Le segment des voitures électriques en Allemagne a bondi en 2025, rattrapant un peu du retard accumulé, mais les difficultés restent importantes pour les constructeurs allemands, en crise notamment du fait de la concurrence chinoise. Selon un communiqué de l’agence fédérale de l’automobile KBA publié mardi, 545.000 voitures 100% électriques ont été immatriculées l’an dernier dans la première économie européenne, soit 43,2% de plus qu’en 2024. Ce n’est en réalité qu’un rattrapage pour ce secteur d’avenir de la première industrie nationale, qui retrouve à peu près son niveau de 2023.
«La montée en puissance espérée de l’électromobilité en Allemagne s’avère nettement plus longue et laborieuse que prévu», assure Constantin Gall du cabinet EY, qui déplore une année «globalement décevante». Le pays de l’automobile s’accroche à sa promesse d’atteindre 15 millions de voitures électriques en circulation d’ici 2030, un objectif qui semble irréaliste. Au total, 2,9 millions de voitures neuves ont été immatriculées en Allemagne l’an passé, soit 1,4% de plus qu’en 2024 selon le KBA. Mais le niveau d’avant-Covid reste encore loin, avec un déficit de 750.000 unités par rapport à 2019 selon EY.
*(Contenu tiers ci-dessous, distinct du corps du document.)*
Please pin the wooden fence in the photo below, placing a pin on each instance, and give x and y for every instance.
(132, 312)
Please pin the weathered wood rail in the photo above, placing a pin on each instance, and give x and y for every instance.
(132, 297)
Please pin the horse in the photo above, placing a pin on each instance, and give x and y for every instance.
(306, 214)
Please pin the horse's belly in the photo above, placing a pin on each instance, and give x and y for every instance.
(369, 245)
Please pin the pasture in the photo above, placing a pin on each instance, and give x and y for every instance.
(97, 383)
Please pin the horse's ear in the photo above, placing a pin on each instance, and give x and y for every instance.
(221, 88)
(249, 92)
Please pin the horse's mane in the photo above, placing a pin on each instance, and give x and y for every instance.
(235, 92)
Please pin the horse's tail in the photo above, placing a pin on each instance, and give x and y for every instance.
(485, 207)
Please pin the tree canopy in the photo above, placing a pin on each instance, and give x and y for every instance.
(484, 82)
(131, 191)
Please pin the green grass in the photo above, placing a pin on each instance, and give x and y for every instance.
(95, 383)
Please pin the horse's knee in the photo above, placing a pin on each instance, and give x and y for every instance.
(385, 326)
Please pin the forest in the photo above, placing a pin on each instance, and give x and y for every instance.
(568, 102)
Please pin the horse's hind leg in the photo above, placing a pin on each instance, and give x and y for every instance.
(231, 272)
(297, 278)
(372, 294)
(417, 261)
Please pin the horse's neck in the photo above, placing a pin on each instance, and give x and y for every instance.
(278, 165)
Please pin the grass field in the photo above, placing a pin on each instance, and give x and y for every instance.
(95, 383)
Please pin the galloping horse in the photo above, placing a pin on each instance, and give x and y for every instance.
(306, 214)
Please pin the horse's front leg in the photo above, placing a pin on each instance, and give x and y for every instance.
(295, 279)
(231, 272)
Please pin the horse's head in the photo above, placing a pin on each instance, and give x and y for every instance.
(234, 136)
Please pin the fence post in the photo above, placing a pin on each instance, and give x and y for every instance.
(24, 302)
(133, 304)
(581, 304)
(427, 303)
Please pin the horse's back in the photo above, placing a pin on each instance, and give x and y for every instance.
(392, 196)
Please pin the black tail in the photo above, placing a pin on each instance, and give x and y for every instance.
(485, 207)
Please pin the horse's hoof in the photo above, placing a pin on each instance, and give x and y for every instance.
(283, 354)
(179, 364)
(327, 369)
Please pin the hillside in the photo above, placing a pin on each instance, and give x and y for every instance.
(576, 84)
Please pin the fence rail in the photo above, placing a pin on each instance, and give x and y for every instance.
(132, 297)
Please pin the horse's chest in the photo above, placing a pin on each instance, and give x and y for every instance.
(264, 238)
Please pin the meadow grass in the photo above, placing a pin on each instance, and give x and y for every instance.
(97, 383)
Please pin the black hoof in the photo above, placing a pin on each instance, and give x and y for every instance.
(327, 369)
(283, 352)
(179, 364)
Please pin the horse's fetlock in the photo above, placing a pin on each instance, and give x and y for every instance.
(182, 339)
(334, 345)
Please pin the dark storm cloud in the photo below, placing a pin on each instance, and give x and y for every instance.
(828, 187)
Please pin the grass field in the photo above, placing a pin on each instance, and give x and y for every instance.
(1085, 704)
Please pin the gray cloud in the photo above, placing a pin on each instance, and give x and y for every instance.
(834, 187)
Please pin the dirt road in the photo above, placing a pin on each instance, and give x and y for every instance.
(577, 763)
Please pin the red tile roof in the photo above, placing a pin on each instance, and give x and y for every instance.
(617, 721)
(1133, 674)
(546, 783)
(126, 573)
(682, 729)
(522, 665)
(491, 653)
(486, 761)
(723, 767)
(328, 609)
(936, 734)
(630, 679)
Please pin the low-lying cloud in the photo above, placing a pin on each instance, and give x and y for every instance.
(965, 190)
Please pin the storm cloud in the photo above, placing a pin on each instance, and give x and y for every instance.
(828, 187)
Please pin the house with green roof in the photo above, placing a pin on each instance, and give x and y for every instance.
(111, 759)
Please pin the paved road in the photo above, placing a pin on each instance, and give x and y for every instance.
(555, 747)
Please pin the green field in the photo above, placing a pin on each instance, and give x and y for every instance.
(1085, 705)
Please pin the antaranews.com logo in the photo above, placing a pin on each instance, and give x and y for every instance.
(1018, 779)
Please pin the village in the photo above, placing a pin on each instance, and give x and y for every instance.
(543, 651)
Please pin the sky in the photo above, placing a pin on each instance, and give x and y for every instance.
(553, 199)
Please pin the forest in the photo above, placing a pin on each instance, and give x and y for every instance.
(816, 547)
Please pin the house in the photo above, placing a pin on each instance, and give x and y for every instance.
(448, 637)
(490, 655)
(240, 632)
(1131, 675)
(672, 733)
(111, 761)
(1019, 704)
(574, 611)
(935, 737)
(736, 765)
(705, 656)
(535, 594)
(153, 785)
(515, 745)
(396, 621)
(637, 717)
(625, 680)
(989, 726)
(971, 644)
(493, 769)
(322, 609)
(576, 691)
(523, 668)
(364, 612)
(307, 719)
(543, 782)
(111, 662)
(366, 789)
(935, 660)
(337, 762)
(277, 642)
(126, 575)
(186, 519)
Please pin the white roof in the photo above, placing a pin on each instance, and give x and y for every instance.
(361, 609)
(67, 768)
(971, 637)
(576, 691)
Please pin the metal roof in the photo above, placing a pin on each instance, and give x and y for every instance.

En haut du classement du KBA, les véhicules hybrides, avec 1,1 million d’unités et une part de marché de 39,5%, ont détrôné les moteurs à essence. Ceux-ci ont encaissé un recul de leurs immatriculations de 21,6% et la même tendance frappe les véhicules diesel. En 2025, les constructeurs nationaux ont été confrontés à un flot de problèmes : recul de la demande, concurrence accrue des marques chinoises et salve de droits de douane américains. Quant aux perspectives pour 2026, elles sont «mitigées» pour l’électrique selon le cabinet EY, malgré la réintroduction d’une aide publique à l’achat de ce type de véhicules.
Fin décembre, la coalition entre conservateurs et sociaux-démocrates, au pouvoir depuis mai, a annoncé un bonus d’au moins 3.000 euros à l’achat d’hybrides rechargeables et d’électriques pour «les ménages à revenus moyens et faibles» jusque 2029. La disparition abrupte d’un tel dispositif fin 2023 avait provoqué l’effondrement des achats de véhicules électriques en 2024. Volkswagen, BMW et autres «ne profiteront sans doute que de manière limitée» de ce dispositif, craint Constantin Gall.